Tear-stained teen idol in the 1950s, fringe-jacketed folk troubadour in the ’60s, streetwise urban soul poet in the ’70s, pew-rattling gospel testifier in the ’80s. Dion Francis DiMucci has worn coats of many colours during his lengthy career, but his most favoured tones have always been blue....
Tear-stained teen idol in the 1950s, fringe-jacketed folk troubadour in the ’60s, streetwise urban soul poet in the ’70s, pew-rattling gospel testifier in the ’80s. Dion Francis DiMucci has worn coats of many colours during his lengthy career, but his most favoured tones have always been blue. Despite the unassuming title, it’s clear this album is a long-standing passion project, which, in all honesty, may not have garnered anywhere near as much attention were it not for the level of A-list assistance.
It’s by no means the first time Dion’s corralled famous pals and fans to boost a record’s profile. In 1989, shortly after his induction into the Rock And Roll Hall Of Fame, DiMucci released Yo Frankie, produced and arranged by Dave Edmunds, with contributions from Lou Reed, Paul Simon, kd lang and Bryan Adams. Almost inevitably, Edmunds’ trademark retro sound palette resulted in an overly slick exercise in nostalgia, but Blues With Friends, while inescapably imbued with bygone vibes, is much more personal, more organic.
The Edmunds role here is handed to Wayne Hood, the Florida-based producer, engineer, arranger and session musician whose CV swings from Richie Sambora to Pink to Les Paul. It’s to Hood’s eternal credit that after handling multiple overdubs of guitars, basses, keyboards and drums himself, the 14 tracks (all written or co-written by Dion) manage to sound like the work of a tight-knit combo playing in unison. It’s the strength of this sonic backdrop that allows the big-name guests to dovetail into the party with ease.
Resisting the temptation to fill the album with familiar blues standards might have seemed risky on paper, but DiMucci’s original songs (some first heard on previous albums) serve as illustrations of what can be done by taking tentative strolls away from the genre’s template. “Can’t Start Over Again” is blues at its most hayseed and rustic, Jeff Beck’s dextrous picking complementing the laconic back-porch country groove.
There’s a swampy, Southern menace to “My Baby Loves To Boogie”, with John Hammond Jnr’s harmonica trading off DiMucci’s self-mocking lascivious growl, an emotionally affecting yearning to the Van Morrison duet “I Got Nothin’” (with added Joe Louis Walker guitar for good measure), and a wide-grinned rockabilly yelp to “Uptown No 7”, with Stray Cat Brian Setzer riding shotgun and channelling both Carl Perkins and Louis Jordan.
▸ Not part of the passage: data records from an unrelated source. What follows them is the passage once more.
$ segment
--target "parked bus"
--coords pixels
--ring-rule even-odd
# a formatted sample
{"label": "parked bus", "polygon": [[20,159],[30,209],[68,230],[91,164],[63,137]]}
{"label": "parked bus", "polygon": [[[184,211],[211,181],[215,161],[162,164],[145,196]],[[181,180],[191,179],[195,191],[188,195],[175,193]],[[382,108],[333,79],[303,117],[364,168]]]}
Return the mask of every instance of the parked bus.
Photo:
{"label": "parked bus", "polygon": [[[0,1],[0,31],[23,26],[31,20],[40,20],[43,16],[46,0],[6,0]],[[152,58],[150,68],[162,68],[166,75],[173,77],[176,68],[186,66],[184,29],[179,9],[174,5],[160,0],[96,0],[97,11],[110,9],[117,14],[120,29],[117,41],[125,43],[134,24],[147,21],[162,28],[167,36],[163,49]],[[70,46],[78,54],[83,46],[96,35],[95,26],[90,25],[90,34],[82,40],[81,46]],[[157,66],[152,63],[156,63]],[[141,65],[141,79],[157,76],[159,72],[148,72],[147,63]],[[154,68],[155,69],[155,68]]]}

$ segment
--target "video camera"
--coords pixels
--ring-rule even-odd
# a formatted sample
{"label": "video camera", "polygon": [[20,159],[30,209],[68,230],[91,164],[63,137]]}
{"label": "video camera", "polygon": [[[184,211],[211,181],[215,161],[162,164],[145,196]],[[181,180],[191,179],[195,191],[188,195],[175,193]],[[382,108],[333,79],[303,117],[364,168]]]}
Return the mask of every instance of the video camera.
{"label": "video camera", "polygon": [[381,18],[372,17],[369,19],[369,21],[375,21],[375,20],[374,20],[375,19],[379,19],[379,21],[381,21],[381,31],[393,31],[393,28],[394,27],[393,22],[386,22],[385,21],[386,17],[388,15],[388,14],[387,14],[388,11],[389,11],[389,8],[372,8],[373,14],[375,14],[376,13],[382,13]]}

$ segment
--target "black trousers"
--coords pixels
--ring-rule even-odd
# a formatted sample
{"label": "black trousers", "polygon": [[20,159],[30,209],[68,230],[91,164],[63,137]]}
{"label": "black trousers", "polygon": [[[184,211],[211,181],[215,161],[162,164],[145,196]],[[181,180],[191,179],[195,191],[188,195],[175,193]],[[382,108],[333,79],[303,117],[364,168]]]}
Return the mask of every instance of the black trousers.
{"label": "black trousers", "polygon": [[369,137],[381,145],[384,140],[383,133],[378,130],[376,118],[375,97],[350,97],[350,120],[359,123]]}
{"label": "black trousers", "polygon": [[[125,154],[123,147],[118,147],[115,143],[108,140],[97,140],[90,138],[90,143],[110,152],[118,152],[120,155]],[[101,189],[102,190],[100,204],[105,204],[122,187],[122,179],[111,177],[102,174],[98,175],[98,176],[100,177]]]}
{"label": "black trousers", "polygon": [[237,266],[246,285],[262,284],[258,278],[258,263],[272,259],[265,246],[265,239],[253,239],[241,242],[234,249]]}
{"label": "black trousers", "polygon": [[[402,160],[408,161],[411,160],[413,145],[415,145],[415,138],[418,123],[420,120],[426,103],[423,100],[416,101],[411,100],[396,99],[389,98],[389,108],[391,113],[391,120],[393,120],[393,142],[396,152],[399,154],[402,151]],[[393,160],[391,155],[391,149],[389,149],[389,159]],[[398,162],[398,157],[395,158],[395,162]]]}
It was originally written in a more straightforward gospel style, but as with many cuts on the record a fresh perspective was found during the recording process, singer and producer receptive to the various hues of light and shade each guest brought with them. “Hymn To Him” was first recorded by DiMucci in the mid-’80s for a gospel project, and suffered from suffocating blanket of synthetic drums in keeping with the prevalent production techniques, but its transformation here is remarkable.
Initially intended as a straight duet with Patti Scialfa, DiMucci claims he was surprised when her superstar spouse Bruce Springsteen turned up as well, offering to add a guitar solo. The result is an overhaul that transports the song to the dark, mythic Americana that ran through last year’s Western Stars, a much better fit for the lyric’s soul-searching and taking stock: “Do you walk in the shadows?/Are you dreams swept with fears?/Does your heart will with sadness/With the night drawing near?”
It’s perhaps unavoidable that the far-reaching star power of Springsteen and Paul Simon means their contributions to Blues With Friends will attract the most media attention, but that’s not a problem when they happen to be arguably the best two tracks. Simon’s contribution to Yo Frankie was a harmony vocal on “Written On A Subway Wall”, its title lifted from a line in “The Sound Of Silence”, although it’s another iconic figure from the decade of seismic social change that both men acknowledge here. The soft shuffle of “Song For Sam Cooke (Here In America)” is inspired by conversations Dion had with the soul crooner and civil rights activist in 1962, and the hostile looks they drew walking together in public: “Down the block I saw the people stop and stare/You did your best to make a Yankee boy aware.” It’s a powerful taking of America’s political temperature, in keeping with much of Simon’s own writing, not to mention Cooke’s landmark “A Change Is Gonna Come”.
In many ways, the use of “blues” in the title is a misnomer. A tidy catch-all pivot, maybe; a starting point for rich exploration of the variety of American popular music by a veteran who has previously tried most of them on for size.